A spokeswoman for Alliance Defending Freedom, a conservative Christian legal advocacy group, said she wasn’t aware of any proposed state legislation to prohibit or outlaw IVF.
But abortion and pregnancy rights advocates say the lack of appetite to shut down IVF doesn’t mean the personhood concept won’t be applied to other contexts.
Kulsoom Ijaz, senior staff attorney at Pregnancy Justice, said lawmakers around the country could use the Alabama ruling as a “building block” to strip away pregnant people’s rights.
Ijaz called fetal personhood “a radical legal doctrine” that’s being used as a “cudgel” to take away people’s dreams of having a family, especially those in marginalized groups like the LGBTQ+ community.
Broad Declarations
Broad personhood declarations in states like Louisiana, Missouri, and Utah could be interpreted to apply to other causes of action, like wrongful death, Ijaz said.

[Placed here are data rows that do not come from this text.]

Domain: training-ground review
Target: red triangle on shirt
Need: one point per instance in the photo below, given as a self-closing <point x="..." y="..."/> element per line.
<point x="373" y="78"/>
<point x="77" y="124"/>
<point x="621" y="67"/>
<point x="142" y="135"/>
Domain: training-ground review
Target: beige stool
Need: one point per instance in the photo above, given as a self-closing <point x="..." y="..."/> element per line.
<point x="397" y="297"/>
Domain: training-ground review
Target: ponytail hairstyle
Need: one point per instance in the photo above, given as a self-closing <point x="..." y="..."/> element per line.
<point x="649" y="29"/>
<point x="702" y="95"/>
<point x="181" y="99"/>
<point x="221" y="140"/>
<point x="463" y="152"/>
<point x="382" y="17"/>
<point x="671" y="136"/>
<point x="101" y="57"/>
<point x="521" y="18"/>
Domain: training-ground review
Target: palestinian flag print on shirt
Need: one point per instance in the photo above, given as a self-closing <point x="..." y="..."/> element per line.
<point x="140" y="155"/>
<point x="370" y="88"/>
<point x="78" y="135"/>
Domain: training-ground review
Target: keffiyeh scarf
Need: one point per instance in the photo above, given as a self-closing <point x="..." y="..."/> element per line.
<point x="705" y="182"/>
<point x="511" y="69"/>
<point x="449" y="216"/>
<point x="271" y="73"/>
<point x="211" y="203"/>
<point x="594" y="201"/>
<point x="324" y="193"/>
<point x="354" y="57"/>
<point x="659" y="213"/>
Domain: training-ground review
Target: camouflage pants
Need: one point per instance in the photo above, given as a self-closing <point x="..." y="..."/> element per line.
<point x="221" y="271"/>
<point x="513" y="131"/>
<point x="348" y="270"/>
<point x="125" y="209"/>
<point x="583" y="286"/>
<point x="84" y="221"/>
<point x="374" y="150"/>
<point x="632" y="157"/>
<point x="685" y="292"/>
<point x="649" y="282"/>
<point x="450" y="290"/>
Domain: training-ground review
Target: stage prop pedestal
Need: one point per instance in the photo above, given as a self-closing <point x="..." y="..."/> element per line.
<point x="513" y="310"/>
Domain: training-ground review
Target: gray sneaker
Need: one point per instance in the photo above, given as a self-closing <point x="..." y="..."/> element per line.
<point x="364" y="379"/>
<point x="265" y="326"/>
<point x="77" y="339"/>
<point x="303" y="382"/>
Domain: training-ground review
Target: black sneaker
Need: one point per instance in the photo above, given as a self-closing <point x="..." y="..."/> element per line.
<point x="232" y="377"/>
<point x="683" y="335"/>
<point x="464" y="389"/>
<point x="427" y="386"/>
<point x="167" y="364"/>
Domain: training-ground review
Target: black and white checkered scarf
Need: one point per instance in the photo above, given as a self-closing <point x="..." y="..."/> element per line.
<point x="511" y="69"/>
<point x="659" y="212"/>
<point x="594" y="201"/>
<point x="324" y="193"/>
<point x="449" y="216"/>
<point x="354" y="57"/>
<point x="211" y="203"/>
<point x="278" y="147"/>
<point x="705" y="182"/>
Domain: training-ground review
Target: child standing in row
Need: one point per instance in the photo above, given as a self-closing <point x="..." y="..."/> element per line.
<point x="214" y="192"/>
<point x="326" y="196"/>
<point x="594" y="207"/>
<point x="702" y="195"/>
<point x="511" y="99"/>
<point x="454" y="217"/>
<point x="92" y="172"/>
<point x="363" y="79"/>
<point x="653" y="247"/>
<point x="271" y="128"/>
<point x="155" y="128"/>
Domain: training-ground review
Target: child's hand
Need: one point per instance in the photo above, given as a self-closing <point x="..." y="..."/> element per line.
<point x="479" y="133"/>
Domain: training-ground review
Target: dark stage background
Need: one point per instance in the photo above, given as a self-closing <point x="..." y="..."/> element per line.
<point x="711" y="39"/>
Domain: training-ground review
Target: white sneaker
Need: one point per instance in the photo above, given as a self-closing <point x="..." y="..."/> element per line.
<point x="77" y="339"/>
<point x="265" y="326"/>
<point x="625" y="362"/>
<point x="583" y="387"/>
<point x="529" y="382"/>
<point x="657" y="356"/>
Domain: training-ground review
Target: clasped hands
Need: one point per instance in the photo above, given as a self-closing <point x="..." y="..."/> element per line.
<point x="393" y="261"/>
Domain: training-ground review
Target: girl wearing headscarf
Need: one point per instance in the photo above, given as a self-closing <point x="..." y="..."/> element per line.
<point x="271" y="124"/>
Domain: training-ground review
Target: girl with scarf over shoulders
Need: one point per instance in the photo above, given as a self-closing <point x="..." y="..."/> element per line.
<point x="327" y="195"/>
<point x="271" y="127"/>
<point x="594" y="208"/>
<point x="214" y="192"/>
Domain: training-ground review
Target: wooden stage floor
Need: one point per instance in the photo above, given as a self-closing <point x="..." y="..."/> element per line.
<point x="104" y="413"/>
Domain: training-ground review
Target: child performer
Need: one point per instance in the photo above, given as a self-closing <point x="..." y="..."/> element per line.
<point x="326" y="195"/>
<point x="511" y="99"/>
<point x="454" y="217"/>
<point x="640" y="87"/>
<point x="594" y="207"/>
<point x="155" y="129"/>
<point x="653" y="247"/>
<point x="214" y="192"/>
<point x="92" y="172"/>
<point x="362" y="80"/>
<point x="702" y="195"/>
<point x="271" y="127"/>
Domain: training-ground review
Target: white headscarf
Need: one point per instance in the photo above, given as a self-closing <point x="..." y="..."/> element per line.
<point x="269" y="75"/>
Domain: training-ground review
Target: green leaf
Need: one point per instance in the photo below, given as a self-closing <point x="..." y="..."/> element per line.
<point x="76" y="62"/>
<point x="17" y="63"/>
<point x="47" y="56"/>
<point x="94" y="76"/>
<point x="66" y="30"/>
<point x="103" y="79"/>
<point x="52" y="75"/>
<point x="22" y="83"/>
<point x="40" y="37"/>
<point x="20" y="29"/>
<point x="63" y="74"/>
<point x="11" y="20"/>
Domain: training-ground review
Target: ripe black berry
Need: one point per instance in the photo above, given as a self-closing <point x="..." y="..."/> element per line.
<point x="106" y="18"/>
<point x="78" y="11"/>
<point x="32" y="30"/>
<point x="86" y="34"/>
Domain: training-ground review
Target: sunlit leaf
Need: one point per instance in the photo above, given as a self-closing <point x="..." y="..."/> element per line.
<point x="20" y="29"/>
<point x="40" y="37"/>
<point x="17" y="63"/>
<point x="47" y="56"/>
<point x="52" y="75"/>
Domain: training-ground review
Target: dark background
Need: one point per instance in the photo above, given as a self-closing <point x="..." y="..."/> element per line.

She hasn’t seen them being used in the IVF context so far, but said the Supreme Court, by staying silent on the issue, added to an environment in which it could happen.
Abortion opponents are also looking at curbing contraception, Ijaz said, and the personhood doctrine has been used to expand fetal homicide prosecutions.
In Alabama, for example, criminal charges were brought against a woman shot in the stomach on the theory that she’d put her pregnancy in danger by going into a suspicious area, she said.
It’s not just Alabama, Will said. Colorado in 2008 proposed amending its constitution to declare that the term “person” applies to a human being beginning at the moment of fertilization. Voters soundly defeated that amendment, but lawmakers used similar language in a 2024 bill—which ultimately failed—to impose liability for prenatal death on any person or entity whose “wrongful act, neglect, or default” caused it, subject to existing defenses and immunities.
Louisiana law—even prior to the Alabama decision—defined “viable fertilized ovums” as legal persons and prohibited their intentional destruction, he said.
But the Tennessee Supreme Court decided in a 1992 divorce case that a dispute over whether to destroy frozen embryos should be decided according to the parties’ prior agreement and, absent such an agreement, a court should ordinarily rule in favor of the person who wants to avoid becoming a parent.
More recently, the Texas Supreme Court declined a woman’s invitation to decide if frozen embryos were children in a case where a lower court had awarded them to her ex-husband, who wanted them destroyed.
The question becomes “which activities are permissible and which should be regulated more heavily?” Will said.